Iterators, iterables and special objects

Chris Angelico rosuav at gmail.com
Thu Jul 23 04:37:32 EDT 2020


On Thu, Jul 23, 2020 at 5:55 PM Peter Slížik <peter.slizik at gmail.com> wrote:
> > Python's design that iter(iterator) is iterator is extremely handy.
> >
>
> Yes,  but it has the unfortunate consequence that an iterator is expected
> to define
>
> def __iter__(self):    return self
>
> which I saw people *not* doing, supposedly because the official
> documentation says that it needs to be done, but does not explain why (and
> the interpreter does not enforce it, and the code works anyway).

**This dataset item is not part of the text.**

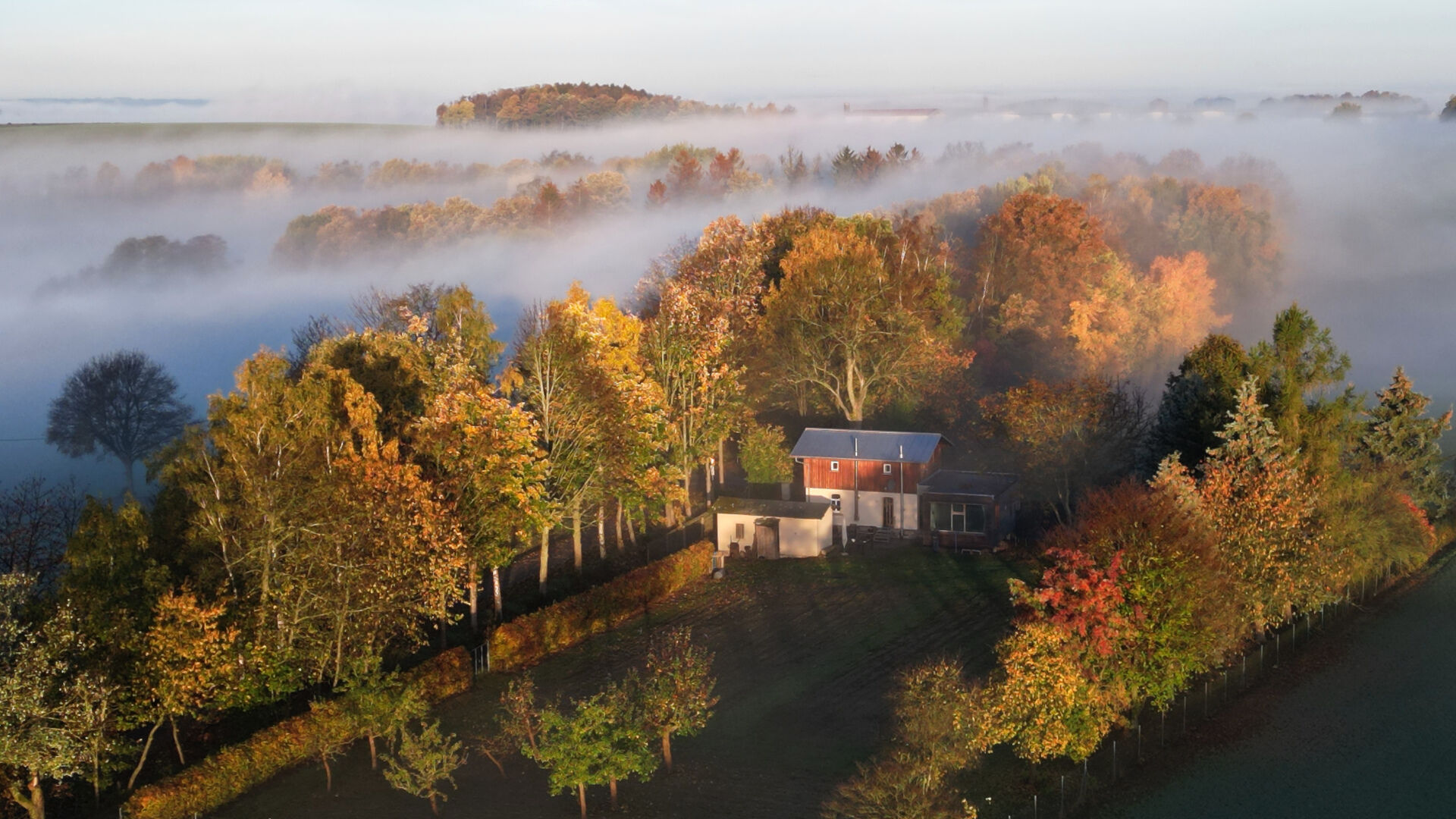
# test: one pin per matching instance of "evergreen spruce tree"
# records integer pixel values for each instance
(1397, 435)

Works in what way? You can't use it in a 'for' loop if it doesn't
define __iter__.

> Moreover, some tutorial authors make it even more difficult with using the
> terms iterator and iterable interchangeably. A notorious example is this
> wiki:
> https://wiki.python.org/moin/Iterator
>
> It says:
>
> *Here is an *iterator* that returns a random number of 1's: *
>
> class RandomIterable:    def __iter__(self):        return self

Yes? It is indeed an iterator, since its iter method returns itself.
It is also iterable, since it has an iter method. The article goes on
to explain this. I don't think they're being used interchangeably
here.

> I remember the time when I started to look into iterators, and frankly,
> with this wiki article, it took me ages to understand,why do iterables
> return self in their *__iter__* method.

It's so you can do things like this:

def show_with_header(stuff):
    stuff = iter(stuff)
    hdr = next(stuff)
    print(hdr)
    for line in stuff:
        print(line)
        if new_page(): print(hdr)

You can pass this any (non-empty) iterable and it'll work. If __iter__
didn't return self, both this function and the for loop inside it
would need to check for an iterator and an iterable, and there'd be
the possibility of a conflict.

Having __iter__ return self is a pretty elegant way to handle it. I
suppose the same thing could be signalled some other way (having it
return None, for instance), but it wouldn't gain you anything.